The Dongfeng Ruilida (睿立达 (ruìlìdá)) sub-brand under Dongfeng Light Vehicle and the first model of the V-series, the V5, was launched in China on December 23, 2024. The Dongfeng Ruilida V-series is a series of fully electric urban logistics van by Dongfeng Automobile Company, specially designed for the needs of urban logistics and distribution.

== Specifications ==
The Dongfeng Ruilida V5 has two CATL-supplied battery variants with 41.86 kWh and 53.58 kWh capacity supporting a ranges of 310 and 380 km, respectively. Two variants with CALB supplied 41.86 kWh battery and 50.38 kWh battery supporting a range of 310 and 365 km, respectively. The V5 has rear positioned electric motor with a top speed of 90 km/h and a maximum output of 60 kW.

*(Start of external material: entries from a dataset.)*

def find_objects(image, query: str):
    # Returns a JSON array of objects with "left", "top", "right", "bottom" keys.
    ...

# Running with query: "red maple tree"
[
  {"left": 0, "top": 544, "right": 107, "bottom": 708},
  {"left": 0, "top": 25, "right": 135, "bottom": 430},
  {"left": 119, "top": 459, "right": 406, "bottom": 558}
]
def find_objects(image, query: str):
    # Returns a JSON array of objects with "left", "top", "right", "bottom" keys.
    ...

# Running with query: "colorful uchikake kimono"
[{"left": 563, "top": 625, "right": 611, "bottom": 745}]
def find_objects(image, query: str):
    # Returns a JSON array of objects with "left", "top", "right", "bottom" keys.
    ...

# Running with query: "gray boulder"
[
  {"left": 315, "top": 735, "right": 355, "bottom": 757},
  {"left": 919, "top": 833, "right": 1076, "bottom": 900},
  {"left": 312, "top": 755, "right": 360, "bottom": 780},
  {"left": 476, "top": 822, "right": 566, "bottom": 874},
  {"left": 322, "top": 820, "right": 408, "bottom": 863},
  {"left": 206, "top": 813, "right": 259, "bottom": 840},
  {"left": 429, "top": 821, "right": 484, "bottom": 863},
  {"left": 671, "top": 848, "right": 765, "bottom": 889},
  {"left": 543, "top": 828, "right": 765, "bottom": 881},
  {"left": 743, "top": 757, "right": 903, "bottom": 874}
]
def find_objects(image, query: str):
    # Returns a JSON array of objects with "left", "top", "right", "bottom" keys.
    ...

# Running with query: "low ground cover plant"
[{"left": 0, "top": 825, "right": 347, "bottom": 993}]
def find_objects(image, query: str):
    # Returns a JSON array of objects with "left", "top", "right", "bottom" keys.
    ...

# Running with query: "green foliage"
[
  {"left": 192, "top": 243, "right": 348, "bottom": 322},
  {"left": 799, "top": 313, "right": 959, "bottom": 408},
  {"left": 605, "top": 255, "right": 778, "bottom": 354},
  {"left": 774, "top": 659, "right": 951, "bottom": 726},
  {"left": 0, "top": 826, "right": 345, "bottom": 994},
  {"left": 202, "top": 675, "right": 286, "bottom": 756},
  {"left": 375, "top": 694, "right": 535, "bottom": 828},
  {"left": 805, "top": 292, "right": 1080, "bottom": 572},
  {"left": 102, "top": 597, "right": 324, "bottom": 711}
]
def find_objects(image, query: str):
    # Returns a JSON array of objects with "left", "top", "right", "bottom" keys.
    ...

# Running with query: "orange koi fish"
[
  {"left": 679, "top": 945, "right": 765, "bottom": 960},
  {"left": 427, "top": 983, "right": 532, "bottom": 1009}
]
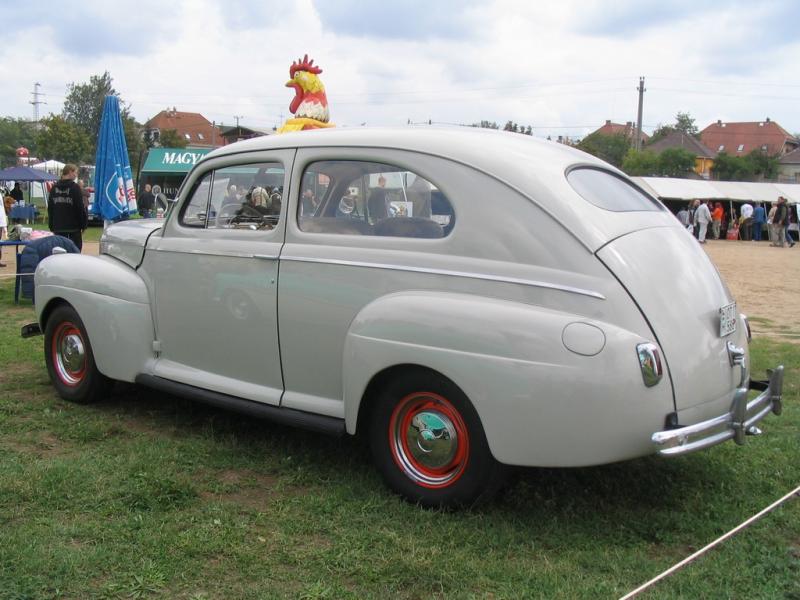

The Ruilida V5E enclosed van configuration provides 6.6 m3 of cargo capacity, while the Ruilida V7 variant offers a 7.27 m3 of cargo space. The V5 and most variants of the V7 are strictly 2-seater panel van models while a single V7 variant and the V8E model is available as a 6-seater vehicle. The V5 and V7 are 4-door vans while the V8E, being a passenger van, offers 5-doors.